Dar feedback aos alunos
Uma forma rica de desenvolver uma avaliação reguladora da aprendizagem é permitir que o aluno aperfeiçoe uma primeira versão de um trabalho realizado, podendo assim repensar a situação. Para que esse trabalho possa ser mais formativo, o professor poderá comentar a primeira versão, uma vez mais respeitando o pressuposto que o professor é um orientador da aprendizagem e não aquele que aponta as respostas certas. Assim, considera-se que um comentário que sirva a avaliação reguladora deverá apresentar algumas características, como seja:
- ser claro, para que autonomamente possa ser compreendido pelo aluno; - apontar pistas de ação futura, de forma que a partir dele o aluno saiba como prosseguir;
- incentivar o aluno a reanalisar a sua resposta;
- não incluir a correção do erro, no sentido de dar ao próprio a possibilidade de ser ele mesmo a identificar o erro e a alterá-lo de forma a permitir que aconteça uma aprendizagem mais duradoura ao longo do tempo;
- identificar o que já está bem feito, no sentido não só de dar autoconfiança como igualmente permitir que aquele saber seja conscientemente reconhecido.

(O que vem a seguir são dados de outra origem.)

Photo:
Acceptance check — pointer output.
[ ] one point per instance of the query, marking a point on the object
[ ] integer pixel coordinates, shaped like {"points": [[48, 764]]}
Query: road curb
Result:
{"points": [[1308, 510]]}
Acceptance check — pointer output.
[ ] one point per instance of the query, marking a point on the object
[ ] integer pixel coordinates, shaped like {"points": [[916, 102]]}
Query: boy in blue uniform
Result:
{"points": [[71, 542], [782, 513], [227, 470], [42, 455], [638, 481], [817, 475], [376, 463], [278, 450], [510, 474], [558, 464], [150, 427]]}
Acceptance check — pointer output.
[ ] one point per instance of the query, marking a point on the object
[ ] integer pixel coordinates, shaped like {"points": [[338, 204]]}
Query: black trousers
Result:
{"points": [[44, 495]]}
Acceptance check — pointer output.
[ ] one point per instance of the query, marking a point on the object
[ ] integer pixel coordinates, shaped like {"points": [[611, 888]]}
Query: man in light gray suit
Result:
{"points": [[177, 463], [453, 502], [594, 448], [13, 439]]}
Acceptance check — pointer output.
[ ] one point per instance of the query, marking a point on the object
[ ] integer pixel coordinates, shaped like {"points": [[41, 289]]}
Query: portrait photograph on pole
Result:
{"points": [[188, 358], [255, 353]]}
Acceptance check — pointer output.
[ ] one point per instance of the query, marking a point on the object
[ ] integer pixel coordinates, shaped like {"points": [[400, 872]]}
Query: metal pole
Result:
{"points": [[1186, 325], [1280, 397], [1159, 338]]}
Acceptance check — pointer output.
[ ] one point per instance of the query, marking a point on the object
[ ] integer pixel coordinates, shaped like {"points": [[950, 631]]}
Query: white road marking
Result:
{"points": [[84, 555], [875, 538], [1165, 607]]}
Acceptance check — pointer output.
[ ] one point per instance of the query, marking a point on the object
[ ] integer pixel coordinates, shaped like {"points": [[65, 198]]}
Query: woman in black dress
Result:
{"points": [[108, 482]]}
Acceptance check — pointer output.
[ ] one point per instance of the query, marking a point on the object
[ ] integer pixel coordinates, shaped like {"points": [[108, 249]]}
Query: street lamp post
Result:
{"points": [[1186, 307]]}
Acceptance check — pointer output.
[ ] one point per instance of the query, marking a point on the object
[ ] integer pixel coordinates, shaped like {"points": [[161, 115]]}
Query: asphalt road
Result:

Uma vez mais apresenta-se de seguida um exemplo concreto. Suponhamos que estávamos a trabalhar a competência essencial para o 3º ciclo, no domínio da geometria:
A aptidão para visualizar e descrever propriedades e relações geométricas, através da análise e comparação de figuras, para fazer conjecturas e justificar raciocínios. (DEB, 2001, p. 63).
A tarefa que tínhamos proposto aos alunos era a que a seguir se apresenta. É de fazer notar que estes alunos não tinham ainda tido contacto com a desigualdade triangular:
Fig. 3 Resolução apresentada por um grupo de alunos (Adaptado de Kroll, Masingila & Mau, 1996)
Imaginemos então que nos propúnhamos comentar este trabalho dos alunos. O que diríamos? De acordo com as características atrás apontadas, não vamos identificar os erros, isto é, identificar quais os casos que não vão dar triângulos, mas antes escrever um comentário que permita ao aluno saber como prosseguir. Uma hipótese possível é sugerir que o aluno desenhe alguns triângulos. Mas dizer apenas isto não basta. O que aconteceria se ele escolhesse diversos casos todos eles correspondentes a possíveis triângulos? Evidentemente que acabaria por desistir e não teria avançado em nada na sua aprendizagem. Assim, é de lhe propor que tente desenhar alguns casos que nós próprios vamos indicar, escolhendo situações possíveis e outras não. Podemos igualmente sugerir que depois de algumas experiências volte a pensar de forma a ver se já está em situação de formular alguma conjectura e, consequentemente, de aperfeiçoar o seu trabalho.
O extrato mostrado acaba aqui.